Reduces multiple words into a single word, using the given Boolean
operation. Put differently: it's a bit-reduction of
each bit position across all words. The words_in
input contains all the
input words concatenated one after the other.
A common use case is to compute multiple results and their selecting conditions in parallel, then annul all but the result you want and OR-reduce them into a single result. Or don't annul the results, but NAND them to see each bit position where the results disagree, and then maybe bit-reduce that to signal if any of the results disagree, possibly signalling an error.
`default_nettype none module Word_Reducer #( parameter OPERATION = "", parameter WORD_WIDTH = 0, parameter WORD_COUNT = 0, // Don't change at instantiation parameter TOTAL_WIDTH = WORD_WIDTH * WORD_COUNT ) ( input wire [TOTAL_WIDTH-1:0] words_in, output wire [WORD_WIDTH-1:0] word_out ); localparam BIT_ZERO = {WORD_COUNT{1'b0}};
Instantiate the following hardware once for each bit position in a word.
The bit_word
gathers the bit at a given position from all the words.

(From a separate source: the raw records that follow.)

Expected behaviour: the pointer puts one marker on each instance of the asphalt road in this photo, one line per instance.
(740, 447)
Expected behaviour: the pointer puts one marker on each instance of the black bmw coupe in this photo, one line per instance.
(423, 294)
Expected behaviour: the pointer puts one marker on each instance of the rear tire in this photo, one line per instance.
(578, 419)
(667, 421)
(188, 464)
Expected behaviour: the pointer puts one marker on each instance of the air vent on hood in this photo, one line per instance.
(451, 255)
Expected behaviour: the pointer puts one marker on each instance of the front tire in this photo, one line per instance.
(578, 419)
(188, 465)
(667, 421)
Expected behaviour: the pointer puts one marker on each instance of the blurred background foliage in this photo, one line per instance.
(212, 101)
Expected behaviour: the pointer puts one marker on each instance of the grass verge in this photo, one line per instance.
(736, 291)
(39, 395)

(e.g.: all the first bits, all the second bits, etc...) Then, for each
word, extract the given bit position into the bit_word
.
generate genvar i, j; for (j=0; j < WORD_WIDTH; j=j+1) begin : per_bit reg [WORD_COUNT-1:0] bit_word = BIT_ZERO; for (i=0; i < WORD_COUNT; i=i+1) begin : per_word always @(*) begin bit_word[i] = words_in[(WORD_WIDTH*i)+j]; end end
Then reduce the bit_word
into the output bit using the specified Boolean
function. (i.e.: all input words first bits, gathered into bit_word
,
reduce to the first output word bit). I use the
Bit_Reducer here to both express that word reduction
is a composition of bit reduction, and to avoid having to rewrite each
possible case along with the special linter directives to avoid width
warnings.
The downside is that the list of possible operations is not visible here, but if you need to find them out, then reading the bit reducer code is the best documentation. And if you need to add an operation, then the word reducer code remains unchanged.

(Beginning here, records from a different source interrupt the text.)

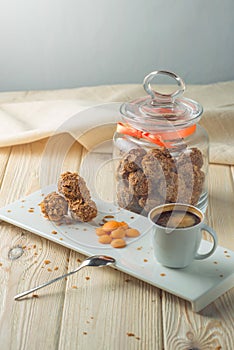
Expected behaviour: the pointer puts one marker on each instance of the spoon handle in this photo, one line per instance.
(21, 295)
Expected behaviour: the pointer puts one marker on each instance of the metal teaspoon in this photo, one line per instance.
(96, 260)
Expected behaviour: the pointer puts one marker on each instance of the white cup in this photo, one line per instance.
(178, 247)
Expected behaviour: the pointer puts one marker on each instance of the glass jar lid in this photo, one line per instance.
(159, 110)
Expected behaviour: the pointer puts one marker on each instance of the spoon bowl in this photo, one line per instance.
(95, 261)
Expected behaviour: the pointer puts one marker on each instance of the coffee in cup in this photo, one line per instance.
(177, 233)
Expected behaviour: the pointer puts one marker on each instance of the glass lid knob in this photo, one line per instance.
(158, 97)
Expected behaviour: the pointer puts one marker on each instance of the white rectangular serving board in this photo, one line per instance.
(200, 283)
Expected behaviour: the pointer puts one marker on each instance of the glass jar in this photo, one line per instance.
(161, 151)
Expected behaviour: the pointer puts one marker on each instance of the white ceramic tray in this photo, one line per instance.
(200, 283)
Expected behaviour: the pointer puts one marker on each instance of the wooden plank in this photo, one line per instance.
(19, 321)
(4, 156)
(112, 311)
(213, 327)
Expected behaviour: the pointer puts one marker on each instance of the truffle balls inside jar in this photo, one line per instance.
(54, 207)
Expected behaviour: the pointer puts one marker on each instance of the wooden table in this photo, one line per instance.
(102, 309)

Bit_Reducer #( .OPERATION (OPERATION), .INPUT_COUNT (WORD_COUNT) ) bit_position ( .bits_in (bit_word), .bit_out (word_out[j]) ); end endgenerate endmodule
There exists an alternate implementation of word reduction which is differently elegant, but has a couple of pitfalls and cannot re-use the bit reducer code. I'll outline it here because it uses looped partial calculations with a peeled-out first iteration, which is a common code pattern.
Repeatedly using a register in an unclocked loop expresses a combinational logic loop, which must be avoided: without special effort the CAD tool cannot analyze it for timing, or sometimes even synthesize it. So we create an array of registers to hold each partial result, and initialize them to zero.

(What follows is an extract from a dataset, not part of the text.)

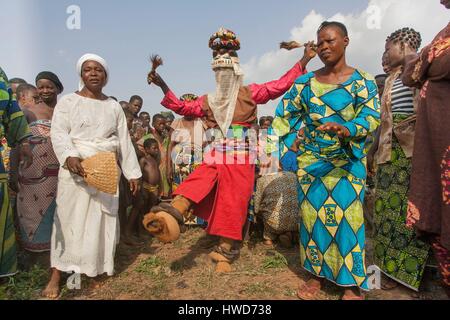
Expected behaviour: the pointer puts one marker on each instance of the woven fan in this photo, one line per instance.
(156, 61)
(101, 172)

reg [WORD_WIDTH-1:0] partial_reduction [WORD_COUNT-1:0];
integer i;
initial begin
for(i=0; i < WORD_COUNT; i=i+1) begin
partial_reduction[i] = ZERO;
end
end
First, connect the zeroth input word to the zeroth partial result. This peels out the first loop iteration, where the read index would be out of range (negative!) otherwise.
always @(*) begin
partial_reduction[0] = in[0 +: WORD_WIDTH];
Then OR the previous partial result with the current input word, creating
the next partial result. Note the start index because of the peeled-out
first iteration: i=1
. This is where you would implement each possible
operation, and most of the code would be duplicated boilerplate, differing
only by the Boolean operator. This is dull, error-prone, and drags in
synthesis-time complications, such as linter directives and operation
selection, into the middle of run-time code.
for(i=1; i < WORD_COUNT; i=i+1) begin
partial_reduction[i] = partial_reduction[i-1] | words_in[WORD_WIDTH*i +: WORD_WIDTH];
end
The last partial result is the final result.
word_out = partial_reduction[WORD_COUNT-1];
end